Un couple se présente en mairie pour se marier. Le maire transmet le dossier aux services qui remarquent qu’un des futurs époux est encore marié à l’étranger et qu’aucune preuve de divorce n’a été produite. Le procureur forme opposition : la cérémonie ne peut pas avoir lieu tant que la situation n’est pas éclaircie. Si la bigamie est prouvée, le procureur pourra ensuite demander au tribunal l’annulation du mariage.
- Seul le ministère public peut former cette opposition (pas les proches ou la mairie).
- L’opposition est possible uniquement lorsqu’il existe des motifs permettant de demander la nullité du mariage (ex. bigamie, défaut de consentement, incapacité juridique, parenté prohibée, fraude sérieuse).
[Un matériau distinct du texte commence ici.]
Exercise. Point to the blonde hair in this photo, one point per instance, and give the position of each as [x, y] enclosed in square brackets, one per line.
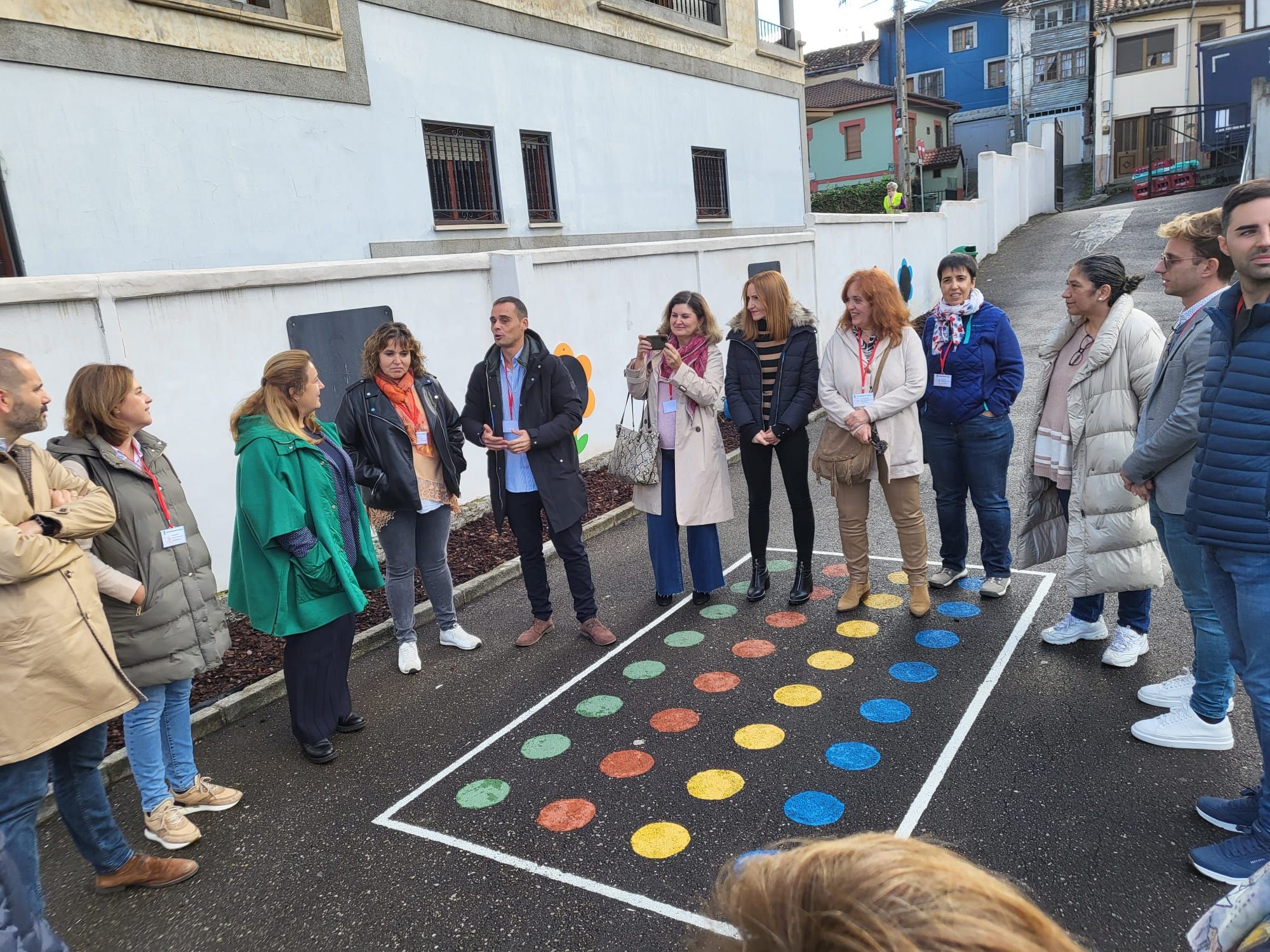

- L’effet principal de l’opposition est de suspendre ou empêcher la célébration du mariage en attendant que la situation soit examinée.
- L’opposition n’est pas elle‑même une annulation : il faudra engager une procédure judiciaire pour obtenir la nullité du mariage.
- Cette mesure relève de l’intérêt public : elle vise à protéger l’ordre juridique et les personnes vulnérables contre des mariages illégaux.
- Si l’opposition est levée (par retrait du ministère public ou décision judiciaire), la célébration peut ensuite se tenir normalement si les conditions légales sont réunies.